26 mei, 2011

Oorlogstrauma

Mladic is gearresteerd.
De boef die Nederland voor lul heeft gezet.
Door duizenden mensen te vermoorden.
Want Nederlandse militairen mochten niets.
Alleen maar toekijken.
Nederland voelt zich daar schuldig over.

Ik ben groepsbegeleider.
In de groep van 10 kinderen is een plaats vrijgekomen.
Er komt een jongen van bijna 12 jaar op de groep.
Laat ik hem Pedro noemen.
Pedro is met zijn moeder en broer uit Bosniƫ gevlucht.
Lot van vader is onbekend.
Hij is een Bosnische Moslim.
Tijdens de begindagen bij ons op de groep, is hij heel rustig en stil.

Ik ben de enige man in het team.
Ik lijk wat contact met hem te krijgen.
Hij spreekt na een tijdje wat duidelijker, zodat ik hem kan verstaan.
Pedro heeft therapeutische spelbegeleiding en het is al snel duidelijk dat hij getraumatiseerd is.
De therapeute verteld in het overleg dat Pedro een vertrouwenspersoon nodig heeft.
Een man, want die kan activiteiten met hem doen die hij leuk vindt.

Ik word de vertrouwenspersoon van Pedro.
We gaan samen voetballen, fietsen naar het dorp, in het bos een hut bouwen.
Hij mag van mij altijd kiezen wat hij wil doen.
Meestal kiest hij om samen te gaan fietsen.
Dat vinden we beide prettig.
Je fietst naast elkaar, praten, zonder elkaar aan te hoeven kijken.

Naarmate de weken vorderen komt hij losser.
Hij verteld over zijn moeder, zijn broer, onze club PSV, over hoe zijn leven thuis is en hoe het in het Asielzoekerscentrum was.
Ik zie zijn ogen stralen als we praten over PSV.
Of het over zijn broer gaat, wat zijn grote voorbeeld is.
Over Bosniƫ stel ik open vragen die hij heel summier beantwoord.
Zijn ogen staan meteen dof en ik besluit het dan verder te laten.

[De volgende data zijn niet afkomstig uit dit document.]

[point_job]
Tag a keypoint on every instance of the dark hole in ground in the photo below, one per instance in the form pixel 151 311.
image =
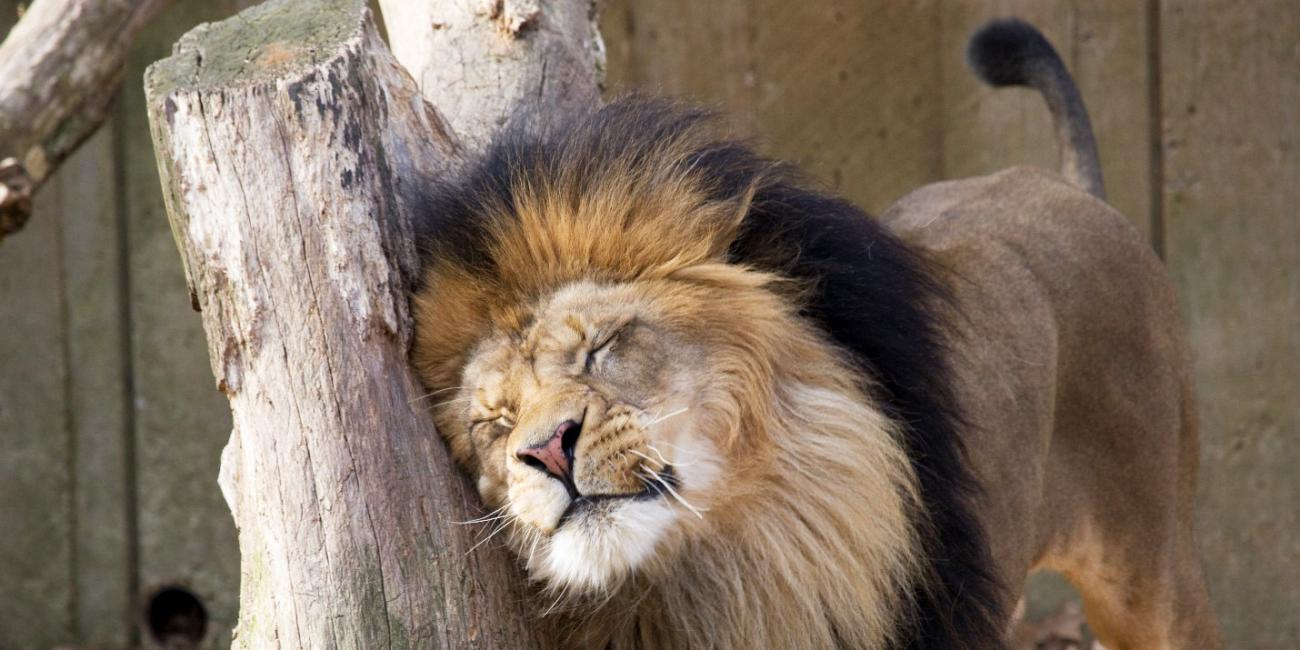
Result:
pixel 176 618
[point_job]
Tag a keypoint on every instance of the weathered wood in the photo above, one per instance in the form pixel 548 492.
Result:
pixel 1231 141
pixel 59 72
pixel 180 424
pixel 289 142
pixel 482 61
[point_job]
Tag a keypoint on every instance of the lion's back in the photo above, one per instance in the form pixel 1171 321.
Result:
pixel 1067 352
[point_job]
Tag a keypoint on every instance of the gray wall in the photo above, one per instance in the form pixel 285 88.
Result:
pixel 111 429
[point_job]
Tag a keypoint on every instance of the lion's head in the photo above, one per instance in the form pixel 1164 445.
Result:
pixel 633 358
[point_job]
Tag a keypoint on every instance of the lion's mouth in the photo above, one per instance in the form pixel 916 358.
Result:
pixel 657 485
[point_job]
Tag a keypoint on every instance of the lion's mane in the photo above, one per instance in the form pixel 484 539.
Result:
pixel 862 532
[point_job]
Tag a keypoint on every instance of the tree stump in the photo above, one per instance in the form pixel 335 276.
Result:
pixel 289 139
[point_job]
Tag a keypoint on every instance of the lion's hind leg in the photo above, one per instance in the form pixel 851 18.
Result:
pixel 1142 597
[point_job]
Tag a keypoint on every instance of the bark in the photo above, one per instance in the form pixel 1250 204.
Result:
pixel 481 61
pixel 59 72
pixel 289 139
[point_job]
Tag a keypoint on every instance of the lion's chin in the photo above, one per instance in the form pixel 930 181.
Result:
pixel 599 545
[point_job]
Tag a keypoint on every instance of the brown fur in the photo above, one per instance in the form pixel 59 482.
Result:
pixel 1075 381
pixel 824 568
pixel 796 518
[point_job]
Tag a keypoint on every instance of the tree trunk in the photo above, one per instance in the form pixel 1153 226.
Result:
pixel 287 141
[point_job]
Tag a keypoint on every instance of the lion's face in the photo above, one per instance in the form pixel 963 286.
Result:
pixel 590 429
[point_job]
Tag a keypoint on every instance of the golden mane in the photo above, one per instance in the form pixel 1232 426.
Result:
pixel 648 193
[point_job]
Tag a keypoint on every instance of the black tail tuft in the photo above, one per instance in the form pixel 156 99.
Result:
pixel 1012 52
pixel 1009 52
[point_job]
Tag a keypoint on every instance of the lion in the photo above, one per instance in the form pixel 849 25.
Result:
pixel 713 407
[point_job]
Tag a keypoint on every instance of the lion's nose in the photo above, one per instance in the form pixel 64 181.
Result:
pixel 555 455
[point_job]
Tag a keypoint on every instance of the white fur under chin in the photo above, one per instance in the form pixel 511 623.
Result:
pixel 596 550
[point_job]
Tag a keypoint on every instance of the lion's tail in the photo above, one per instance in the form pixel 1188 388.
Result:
pixel 1012 52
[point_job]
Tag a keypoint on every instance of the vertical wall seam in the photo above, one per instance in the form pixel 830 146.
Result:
pixel 55 187
pixel 939 167
pixel 1156 128
pixel 128 373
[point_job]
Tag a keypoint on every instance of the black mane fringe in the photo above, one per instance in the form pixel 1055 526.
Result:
pixel 872 295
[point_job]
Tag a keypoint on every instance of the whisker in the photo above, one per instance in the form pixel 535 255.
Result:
pixel 489 516
pixel 668 486
pixel 662 459
pixel 662 463
pixel 657 420
pixel 498 529
pixel 427 395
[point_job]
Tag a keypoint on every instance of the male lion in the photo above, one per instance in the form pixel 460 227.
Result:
pixel 716 408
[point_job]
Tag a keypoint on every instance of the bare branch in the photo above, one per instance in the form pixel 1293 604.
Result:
pixel 289 139
pixel 59 70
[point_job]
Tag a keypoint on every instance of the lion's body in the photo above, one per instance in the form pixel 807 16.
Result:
pixel 715 408
pixel 1075 385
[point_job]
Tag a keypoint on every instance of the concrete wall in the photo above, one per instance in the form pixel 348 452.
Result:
pixel 111 428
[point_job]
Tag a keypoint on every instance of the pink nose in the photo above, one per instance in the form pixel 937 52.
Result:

Na enkele weken gaat het slecht op de groep.
Pedro terroriseert de groep en heeft geen enkel ontzag voor mijn collega's.
Als ik werk is er mijn inziens niets aan de hand.
Ik zie en merk niet dat de andere kinderen bang van hem zijn.
Er volgt een spoedoverleg samen met de speltherapeute, orthopedagoog en het volledige team.

Mijn collega's geven aan dat het moeilijk gaat.
Dat hij niet niet te handhaven is.
Dat hij niet op deze groep kan blijven.
De speltherapeute verteld wat ze in therapie van hem hoort.
Hij heeft als jong kind gezien hoe zijn vader werd afgevoerd.
Door mannen met machinegeweren.
Dat een van die mannen, zijn hond voor zijn neus doodschoot.
Oorlogstrauma.

Ik val stil en weet niet goed wat ik moet zeggen.

Er word besloten dat hij in een andere groep beter past.
Hij en ik hebben inmiddels een sterke vertrouwensband.
Dat verteld hij tijdens therapie.
En ik ervaar dat ook zo.
Daarbij, ik mag hem graag en ik gun hem zoveel.
De therapeute adviseert om de begeleiding op een juiste manier over te dragen.

Een goed traject wordt uitgezet.
Hij is naar een groep gegaan die beter bij hem past.
Na een half jaar hoor ik dat hij een andere voornaam heeft aangenomen.
Hij kijkt vrolijk als ik hem tegenkom en de groepsleiding loopt met hem weg.
Het is een goede beslissing geweest.

Wat zou hij vandaag denken als hij hoort dat Mladic opgepakt is?
Ik kan alleen maar gokken.
Ik hoop vooral dat het goed met hem gaat.